Modéré en tout le reste, il ne pouvoit souffrir sur sa gloire aucune comparaison. Toute égalité le blessoit, & il eût voulu, ce semble, être le seul général de la république, quand il devoit se contenter d’être le premier. Cette jalousie du commandement lui attira un grand nombre d’ennemis, dont César, dans la suite, fut le plus dangereux & le plus redoutable ; l’un ne voulut point d’égal, comme nous venons de dire, & l’autre ne pouvoit souffrir de supérieur. Cette concurrence ambitieuse dans les deux premiers hommes de l’univers causa les révolutions, dont nous allons indiquer l’origine & le succès à la suite du portrait de César.

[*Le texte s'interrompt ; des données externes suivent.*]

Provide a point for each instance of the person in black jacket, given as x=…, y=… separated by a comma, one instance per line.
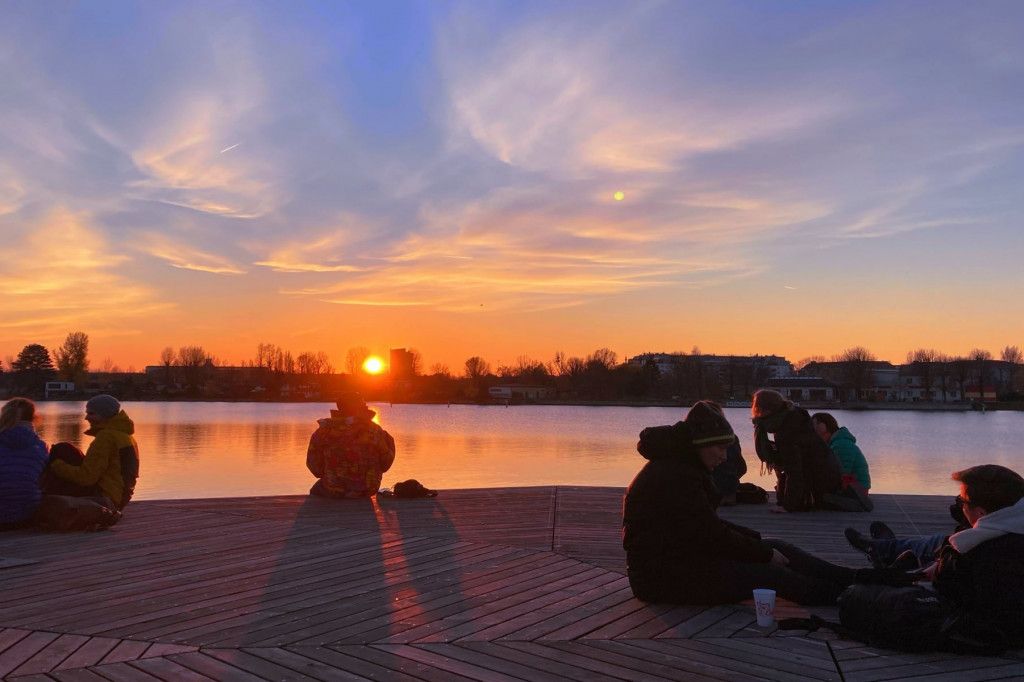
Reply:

Caractere de César. Il étoit né de l’illustre famille des Jules, qui, comme toutes les grandes maisons, avoit sa chimere, en se vantant de tirer son origine d’Anchise & de Vénus. C’étoit l’homme de son tems le mieux fait, adroit à toutes sortes d’exercices, infatigable au travail, plein de valeur, & d’un courage élevé ; vaste dans ses desseins, magnifique dans sa dépense, & libéral jusqu’à la profusion. La nature, qui sembloit l’avoir fait naître pour commander au reste des hommes, lui avoit donné un air d’empire, & de la dignité dans ses manieres. Mais cet air de grandeur étoit tempéré par la douceur & la facilité de ses mœurs. Son éloquence insinuante & invincible étoit encore plus attachée aux charmes de sa personne, qu’à la force de ses raisons. Ceux qui étoient assez durs pour résister à l’impression que faisoient tant d’aimables qualités, n’échappoient point à ses bienfaits : & il commença par gagner les cœurs, comme le fondement le plus solide de la domination à laquelle il aspiroit.

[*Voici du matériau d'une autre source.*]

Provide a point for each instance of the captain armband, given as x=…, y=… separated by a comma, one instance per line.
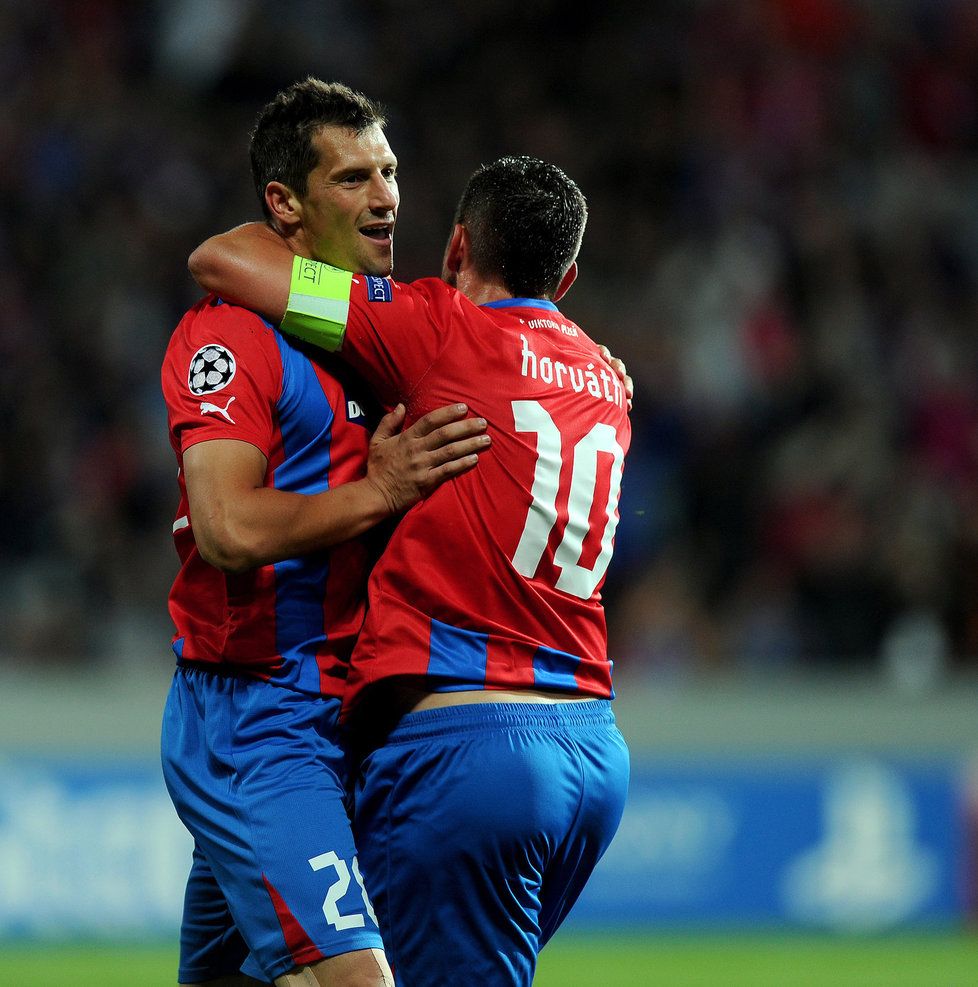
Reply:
x=319, y=303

Né simple citoyen d’une république, il forma, dans une condition privée, le projet d’assujettir sa patrie. La grandeur & les périls d’une pareille entreprise ne l’épouvanterent point. Il ne trouva rien au-dessus de son ambition, que l’étendue immense de ses vues. Les exemples récens de Marius & de Sylla lui firent comprendre, qu’il n’étoit pas impossible de s’élever à la souveraine puissance : mais sage jusque dans ses desirs immodérés, il distribua en différens tems l’exécution de ses desseins. Doué d’un esprit toujours juste, malgré son étendue, il n’alla que par degrés au projet de la domination ; & quelque éclatantes qu’ayent été depuis ses victoires, elles ne doivent passer pour de grandes actions, que parce qu’elles furent toujours la suite & l’effet de grands desseins.

A peine Sylla fut-il mort, que César se jetta dans les affaires : il y porta toute son ambition. Sa naissance, une des plus illustres de la république, devoit l’attacher au parti du sénat & de la noblesse ; mais neveu de Marius & gendre de Cinna, il se déclara pour leur faction, quoiqu’elle eût été comme dissipée depuis la dictature de Sylla. Il entreprit de relever ce parti qui étoit celui du peuple, & il se flatta d’en devenir bien-tôt le chef, au-lieu qu’il lui auroit fallu plier sous l’autorité de Pompée, qui étoit à la tête du sénat.

Sylla avoit fait abattre pendant sa dictature les trophées de Marius. César n’étoit encore qu’édile, qu’il fit faire secrétement par d’excellens artistes la statue de Marius, couronné par les mains de la Victoire. Il y ajouta des inscriptions à son honneur, qui faisoient mention de la défaite des Cimbres, & il fit placer

de nuit ces nouveaux trophées dans le capitole. Tout le peuple accourut en foule le matin pour voir ce nouveau spectacle. Les partisans de Sylla se récrierent contre une entreprise si hardie ; on ne douta point que César n’en fût l’auteur. Ses ennemis publioient qu’il aspiroit à la tyrannie, & qu’on devoit punir un homme qui osoit de son autorité privée relever des trophées, qu’un souverain magistrat avoit fait abattre. Mais le peuple dont Marius s’étoit déclaré protecteur, donnoit de grandes louanges à César, & disoit qu’il étoit le seul qui, par son courage, méritât de succéder aux dignités de Marius. Aussi les principaux de chaque tribu ne furent pas long-tems sans lui donner des preuves de leur dévouement à ses intérêts.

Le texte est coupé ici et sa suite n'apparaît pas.